Lewis concluded by saying that celebration is nice, but what King really would have wanted is for people to keep “pushing and pulling to make our country and our world a better place.”

Then he was off to Powell’s to publicize “March,” a trilogy of graphic novels that tell the story of Lewis’ lifelong struggle for civil rights. Lewis had a hand in many of the crucial civil rights events of the 1960s. He helped plan the 1963 March on Washington, where King made his classic “I Have a Dream” speech, as well as the 1964 “Freedom Summer” that sent college students from around the nation into the Deep South to try to register blacks to vote. Lewis faced tear gas and beatings by police; his skull was fractured in one such beating as he led a march attempting to cross a bridge in Selma, Ala., in 1965. That event became infamous as “Bloody Sunday,” and it is considered a turning point in the civil rights movement, galvanizing public reaction against the brutality and building support for passage of the 1965 Voting Rights Act.

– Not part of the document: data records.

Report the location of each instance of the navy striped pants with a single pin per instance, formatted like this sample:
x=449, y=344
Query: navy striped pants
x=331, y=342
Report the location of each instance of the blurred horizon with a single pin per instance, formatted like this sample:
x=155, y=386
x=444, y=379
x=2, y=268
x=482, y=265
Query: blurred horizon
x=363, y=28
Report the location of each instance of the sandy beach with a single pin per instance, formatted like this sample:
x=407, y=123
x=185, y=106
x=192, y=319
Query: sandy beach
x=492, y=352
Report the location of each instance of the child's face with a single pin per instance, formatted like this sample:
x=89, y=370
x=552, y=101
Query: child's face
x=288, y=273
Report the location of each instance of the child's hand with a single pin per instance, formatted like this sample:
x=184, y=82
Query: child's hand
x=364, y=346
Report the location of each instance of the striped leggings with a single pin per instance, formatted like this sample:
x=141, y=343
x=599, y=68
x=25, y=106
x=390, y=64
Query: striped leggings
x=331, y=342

Lewis was elected to represent Georgia’s 5th congressional district in 1986, and has been re-elected ever since.

The keynote speaker at the breakfast was Dr. Alisha Moreland-Capuia, an Oregon native and psychiatrist at Oregon Health & Science University who focuses on addiction and on healing violent trauma — such as stab and gunshot wounds — among young African-Americans. She is the creator of a national violence prevention program called Healing Hurt People.

Moreland-Capuia described a fourth-grade class that dived into The World Peace Game, a complex model of the real world with all its interlocking problems and conflicts. The children — who were randomly assigned to powerful, rich nations or to poor, desperate ones — quickly deduced that loss hurts everybody, no matter their individual interests, Moreland-Capuia said. They figured out how to attack small problems as a way of solving larger ones, and they demonstrated “spontaneous compassion” for the neediest among them, she said.

Also honored at the breakfast was Sirius Bonner, special adviser at Clark College on equity and diversity and a former diversity officer at both Reed College and Portland State University. Mayor Tim Leavitt presented Bonner with a 2014 Compass Award for her work.